Where will the great nations of today stand two thousand years from now?
 
  
Works Cited 
Deutsch, Babette. Poetry Handbook: A Dictionary of terms. 4th ed. Harper Perennial. 1974. Print.
Parr, Johnstone. Shelley's "Ozymandias" again. The Modern Language Review, Vol. 46, No. 3/4 (Jul. - Oct., 1951), pp. 441-442
Poets.org. Percy Bysshe Shelley. © 1997 - 2012Academy of American Poets. <http://www.poets.org/poet.php/prmPID/179>
Shelley, Percy. Poem of the Week. Ozymandias. PotW.org.  1996. <http://www.potw.org/archive/potw46.html>
Sparknotes.

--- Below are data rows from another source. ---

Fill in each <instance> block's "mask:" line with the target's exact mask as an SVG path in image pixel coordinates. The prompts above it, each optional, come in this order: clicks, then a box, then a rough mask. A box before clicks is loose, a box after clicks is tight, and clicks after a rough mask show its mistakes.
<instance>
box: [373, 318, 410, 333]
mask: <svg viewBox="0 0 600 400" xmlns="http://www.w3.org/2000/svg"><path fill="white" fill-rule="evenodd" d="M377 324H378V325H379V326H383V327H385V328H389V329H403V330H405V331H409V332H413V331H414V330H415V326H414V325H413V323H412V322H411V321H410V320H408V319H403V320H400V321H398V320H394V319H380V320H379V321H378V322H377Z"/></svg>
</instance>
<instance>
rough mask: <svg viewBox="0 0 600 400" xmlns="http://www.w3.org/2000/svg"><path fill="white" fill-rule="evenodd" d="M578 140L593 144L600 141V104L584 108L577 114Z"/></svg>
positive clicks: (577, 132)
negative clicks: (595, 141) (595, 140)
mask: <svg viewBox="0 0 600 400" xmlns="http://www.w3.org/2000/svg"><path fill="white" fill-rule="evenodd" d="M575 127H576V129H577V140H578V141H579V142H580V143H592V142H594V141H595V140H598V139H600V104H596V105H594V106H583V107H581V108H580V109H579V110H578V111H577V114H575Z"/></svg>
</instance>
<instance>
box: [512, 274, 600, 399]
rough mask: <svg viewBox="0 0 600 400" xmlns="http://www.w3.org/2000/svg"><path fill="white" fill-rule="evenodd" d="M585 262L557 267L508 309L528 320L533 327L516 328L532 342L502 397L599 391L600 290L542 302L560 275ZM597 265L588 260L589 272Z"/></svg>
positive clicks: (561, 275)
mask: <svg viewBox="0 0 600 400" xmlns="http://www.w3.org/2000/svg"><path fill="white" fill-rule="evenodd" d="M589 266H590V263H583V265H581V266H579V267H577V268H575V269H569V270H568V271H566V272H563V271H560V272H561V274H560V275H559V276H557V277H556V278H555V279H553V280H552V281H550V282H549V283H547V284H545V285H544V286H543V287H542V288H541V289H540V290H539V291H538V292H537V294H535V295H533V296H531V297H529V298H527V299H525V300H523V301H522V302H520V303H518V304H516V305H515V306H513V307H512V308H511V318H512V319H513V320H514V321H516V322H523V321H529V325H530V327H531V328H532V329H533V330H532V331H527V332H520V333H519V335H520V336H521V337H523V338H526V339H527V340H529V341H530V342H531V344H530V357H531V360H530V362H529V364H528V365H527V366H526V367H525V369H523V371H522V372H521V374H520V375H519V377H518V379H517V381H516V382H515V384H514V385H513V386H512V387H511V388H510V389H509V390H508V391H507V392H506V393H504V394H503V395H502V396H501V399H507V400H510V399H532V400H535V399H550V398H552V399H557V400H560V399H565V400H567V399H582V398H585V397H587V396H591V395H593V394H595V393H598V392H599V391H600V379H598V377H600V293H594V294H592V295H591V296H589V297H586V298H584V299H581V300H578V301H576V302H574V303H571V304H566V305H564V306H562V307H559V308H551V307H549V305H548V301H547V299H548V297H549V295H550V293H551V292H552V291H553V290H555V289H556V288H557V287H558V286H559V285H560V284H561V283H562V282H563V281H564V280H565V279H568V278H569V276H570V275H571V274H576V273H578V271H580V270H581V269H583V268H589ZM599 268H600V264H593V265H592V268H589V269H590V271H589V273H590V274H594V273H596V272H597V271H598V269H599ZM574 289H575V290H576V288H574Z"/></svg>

Inferno:Dante Alighieri. 2012. <http://www.sparknotes.com/poetry/inferno/summary.html>


[1] Shelley, Percy. Poem of the Week. Ozymandias. PotW.org.  1996. <http://www.potw.org/archive/potw46.html>
[2] Poets.org. Percy Bysshe Shelley. © 1997 – 2012. Academy of American Poets. <http://www.poets.org/poet.php/prmPID/179>
 
[3] Shelley, Percy. Poem of the Week. Ozymandias. PotW.org.  1996. <http://www.potw.org/archive/potw46.html>
[4] Parr, Johnstone. Shelley's "Ozymandias" again. The Modern Language Review, Vol. 46, No. 3/4 (Jul. - Oct., 1951), pp. 441-442
 
[5] Deutsch, Babette. Poetry Handbook: A Dictionary of terms. 4th ed. Harper Perennial. 1974. Print.